Он не стал «играть». Он читал звучно, не повышая голоса, забывал слова, возвращался к прочитанному и как будто сам прислушивался к своему чтению…
Голос его звучал все мощнее и глубже, в этом захудалом сарае акустика казалась храмовой, слова обретали вес, они были полнокровными и объемными, они легко заполняли все пространство, казалось, даже насыщали собой деревянные перегородки и рассохшийся старый пол…
А голос его звучал все увереннее, без натуги, в нем столько было обертонов или как они там называются, что казалось — в его груди гудит небольшой, но мощный орган…
Такой голос и должен был быть у могучего мавра…
Но во всем его чтении было что-то особенное, что сразу приковало мое внимание: через все слова тянулась одна интонация, или может быть, точнее — ощущение? — ощущение беды, и это было бы грандиозно, если бы это было и с п о л н е н и е, если бы оно не казалось таким правдивым, словно стихи великого поэта только повод для того, чтобы высказать с в о ю б е д у, свою, и только, не Шекспира, не Отелло…
Такое могло быть и у Раскольникова, и у безрукого инвалида, и у отца, похоронившего дочь, — это не было и с к у с с т в о, это была п р а в д а ж и з н и, а она неповторима на сцене: изменись она, и завтра все сыгранное тобой сегодня будет фальшиво и карикатурно, не переживет повторения, как фальшиво переживание человека, забывшего сняться с трагическим лицом у гроба жены и делающего это перед фотографом на второй день после похорон…
Он замолк, последние слова еще тихо уходили по рядам в дальние углы зала и там забивались в щели, а я тихо вышел из-за перегородки и встал за его спиной. Я пугаюсь, когда меня кто-то, шутя, резко окликает сзади, поэтому и себя отучил от этой дурацкой привычки. Я тихо кашлянул. Он даже не вздрогнул — армейская закалка! — а тихо спросил:
— Кто здесь?
Спросил тихо и нараспев.
— Кто же еще может быть, с-свои! — мое волнение от всего случившегося неуклюже пробралось сквозь буквы слов.
— П-по шее п-получить хочешь? — спросил он.
— Я с-случайно п-подслушал! — у меня зуб на зуб не попадал.
Он засмеялся и опять нараспев, чтобы не заикаться, сказал:
— Не за подслушивание, а за передразнивание!
— Замерз я п-просто, Павел Андреевич!
— Ты решил, что я спятил?
— Конечно.
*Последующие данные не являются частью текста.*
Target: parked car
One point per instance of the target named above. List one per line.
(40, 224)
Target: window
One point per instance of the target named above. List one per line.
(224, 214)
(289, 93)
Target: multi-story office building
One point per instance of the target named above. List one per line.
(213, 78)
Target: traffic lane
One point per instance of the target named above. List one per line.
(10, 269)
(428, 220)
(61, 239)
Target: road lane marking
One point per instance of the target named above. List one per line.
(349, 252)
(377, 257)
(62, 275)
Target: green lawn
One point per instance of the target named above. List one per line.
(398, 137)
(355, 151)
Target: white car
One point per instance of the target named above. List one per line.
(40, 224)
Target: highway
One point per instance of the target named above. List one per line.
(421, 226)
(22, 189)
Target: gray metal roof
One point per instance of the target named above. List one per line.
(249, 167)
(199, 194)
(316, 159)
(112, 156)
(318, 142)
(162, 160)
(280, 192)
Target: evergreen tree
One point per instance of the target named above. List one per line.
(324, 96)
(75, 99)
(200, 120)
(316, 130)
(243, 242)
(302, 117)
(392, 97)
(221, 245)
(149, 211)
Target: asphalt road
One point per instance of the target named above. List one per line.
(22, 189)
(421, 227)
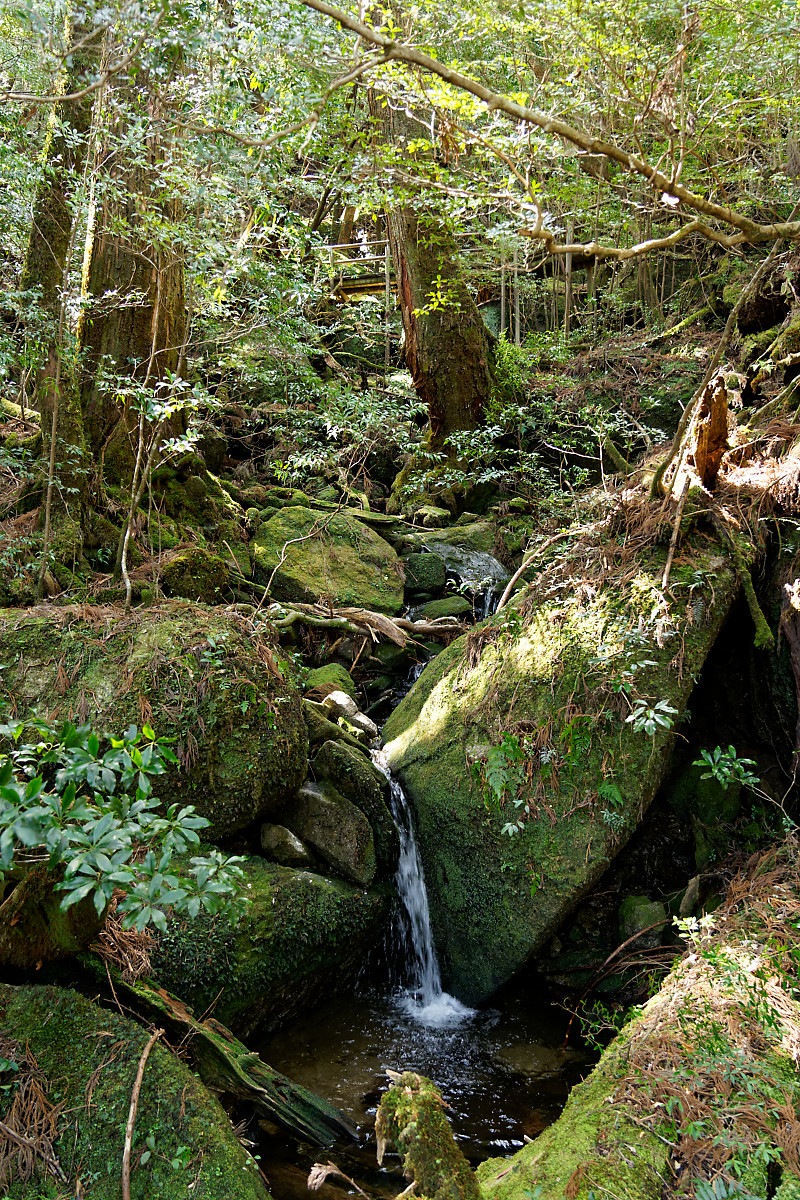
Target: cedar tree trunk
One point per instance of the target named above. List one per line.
(133, 319)
(447, 347)
(46, 264)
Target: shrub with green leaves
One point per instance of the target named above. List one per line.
(89, 814)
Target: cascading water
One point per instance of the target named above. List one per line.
(423, 997)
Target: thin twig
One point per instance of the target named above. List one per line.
(28, 1144)
(132, 1113)
(673, 540)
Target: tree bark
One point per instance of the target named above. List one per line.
(133, 319)
(446, 343)
(47, 261)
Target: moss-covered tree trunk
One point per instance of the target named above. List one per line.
(446, 343)
(133, 321)
(447, 347)
(47, 261)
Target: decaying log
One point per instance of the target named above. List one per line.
(411, 1117)
(710, 431)
(362, 621)
(791, 630)
(226, 1065)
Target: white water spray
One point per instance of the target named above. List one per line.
(423, 999)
Стоит Павел Андреевич и вместо того, чтобы петь — читает. Ясно, что спятил…
— Врешь ты все. Не думал ты так… Сигареты есть?
Казалось, он был рад моему вторжению. И я рад был встрече с ним, такой неофициальной и таинственной.
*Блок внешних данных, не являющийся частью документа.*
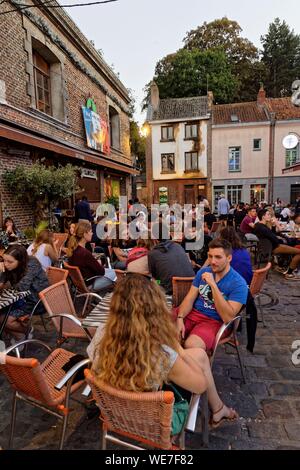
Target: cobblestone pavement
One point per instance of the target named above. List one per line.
(269, 404)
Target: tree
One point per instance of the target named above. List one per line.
(138, 145)
(281, 57)
(188, 73)
(225, 35)
(42, 186)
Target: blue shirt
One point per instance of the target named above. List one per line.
(241, 263)
(232, 286)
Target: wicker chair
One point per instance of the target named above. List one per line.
(181, 286)
(143, 417)
(34, 383)
(60, 308)
(80, 285)
(62, 238)
(55, 275)
(259, 277)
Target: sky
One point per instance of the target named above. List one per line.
(135, 34)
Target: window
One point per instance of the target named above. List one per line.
(234, 159)
(234, 194)
(191, 131)
(292, 156)
(167, 162)
(42, 83)
(114, 128)
(256, 144)
(257, 193)
(191, 161)
(167, 133)
(218, 190)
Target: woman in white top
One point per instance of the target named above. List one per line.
(44, 249)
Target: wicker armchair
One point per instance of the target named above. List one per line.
(60, 308)
(181, 286)
(34, 383)
(81, 288)
(62, 238)
(55, 275)
(143, 417)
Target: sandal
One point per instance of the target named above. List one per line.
(233, 415)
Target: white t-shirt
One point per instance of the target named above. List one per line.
(40, 255)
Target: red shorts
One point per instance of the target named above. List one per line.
(200, 325)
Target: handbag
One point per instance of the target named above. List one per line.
(180, 409)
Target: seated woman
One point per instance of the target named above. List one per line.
(79, 256)
(118, 254)
(137, 261)
(22, 272)
(9, 233)
(138, 348)
(44, 249)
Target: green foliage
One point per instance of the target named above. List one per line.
(187, 73)
(39, 182)
(281, 57)
(138, 145)
(113, 200)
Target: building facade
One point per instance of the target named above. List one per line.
(178, 149)
(60, 103)
(249, 162)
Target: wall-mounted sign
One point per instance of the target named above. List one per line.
(88, 173)
(163, 195)
(290, 141)
(96, 130)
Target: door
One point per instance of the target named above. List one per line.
(189, 194)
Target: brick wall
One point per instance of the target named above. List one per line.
(21, 213)
(77, 68)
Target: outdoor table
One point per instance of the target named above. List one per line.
(8, 297)
(99, 314)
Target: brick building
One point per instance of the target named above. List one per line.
(49, 72)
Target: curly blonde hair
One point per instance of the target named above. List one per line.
(130, 354)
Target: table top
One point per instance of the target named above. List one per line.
(100, 313)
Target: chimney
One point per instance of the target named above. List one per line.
(261, 96)
(210, 100)
(154, 97)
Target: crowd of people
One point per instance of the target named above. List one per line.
(143, 344)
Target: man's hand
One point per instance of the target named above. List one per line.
(180, 328)
(209, 279)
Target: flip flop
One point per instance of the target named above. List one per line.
(232, 417)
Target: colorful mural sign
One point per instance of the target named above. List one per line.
(163, 195)
(96, 130)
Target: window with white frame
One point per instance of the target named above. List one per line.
(167, 162)
(167, 133)
(191, 131)
(234, 159)
(256, 144)
(234, 194)
(292, 156)
(191, 161)
(257, 193)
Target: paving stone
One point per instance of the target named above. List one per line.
(267, 374)
(265, 430)
(277, 409)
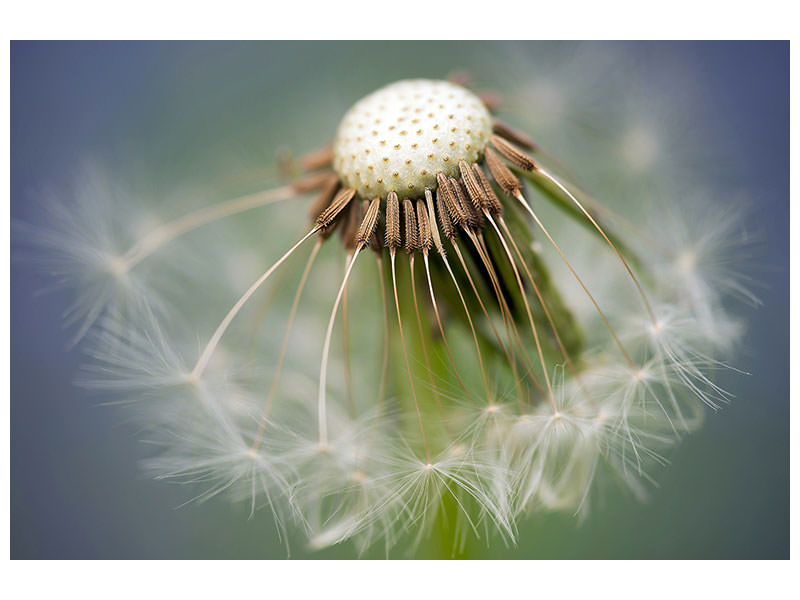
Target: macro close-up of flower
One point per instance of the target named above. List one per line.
(404, 300)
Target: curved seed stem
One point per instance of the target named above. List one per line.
(527, 207)
(571, 196)
(322, 407)
(392, 255)
(202, 362)
(292, 313)
(169, 231)
(539, 350)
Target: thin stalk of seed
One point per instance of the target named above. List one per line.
(284, 344)
(469, 320)
(392, 254)
(348, 374)
(436, 306)
(385, 364)
(421, 331)
(508, 351)
(551, 322)
(322, 409)
(513, 330)
(602, 232)
(169, 231)
(541, 226)
(508, 320)
(366, 229)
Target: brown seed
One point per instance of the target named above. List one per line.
(512, 153)
(392, 237)
(473, 219)
(474, 188)
(448, 230)
(515, 136)
(410, 219)
(492, 203)
(501, 173)
(337, 205)
(450, 200)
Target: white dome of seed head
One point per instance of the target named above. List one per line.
(399, 137)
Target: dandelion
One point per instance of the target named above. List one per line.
(494, 358)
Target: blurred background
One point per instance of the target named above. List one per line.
(201, 113)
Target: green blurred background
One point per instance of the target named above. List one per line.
(189, 111)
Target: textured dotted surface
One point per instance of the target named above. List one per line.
(399, 137)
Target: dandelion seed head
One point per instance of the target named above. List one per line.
(401, 136)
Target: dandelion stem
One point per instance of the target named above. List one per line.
(202, 362)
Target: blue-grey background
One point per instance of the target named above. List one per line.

Мы пошли за дощатую перегородку, где до того сидел я, угостились моими сигаретами — он не курил! Раньше не курил!
Он размотал шарф, повязанный на шее, опустил воротник демисезонного пальто — здорово был закален, и уральские морозы мало волновали его, что тоже подчеркивало его незаурядность.
И он начал говорить. Я не просил его, он сам захотел поделиться своим горем. Он рассказал, что у него плохо с горлом, или со связками, плохо давно. Несколько раз, несколько лет назад было совсем плохо, потом полегчало. Врачи придумали какое-то в высшей степени латинское название, а как от него избавляться — еще не придумали, но за всеми его словами, за всеми цитатами из разговоров его врачей угадывался страх — не та ли это болезнь, что мы боимся даже называть и понимаем друг друга, как только говорим: да, да, у него э т о… Тем более, что врачи давно грозили ему возможной операцией…
— А что, если не делать операции? — спросил я.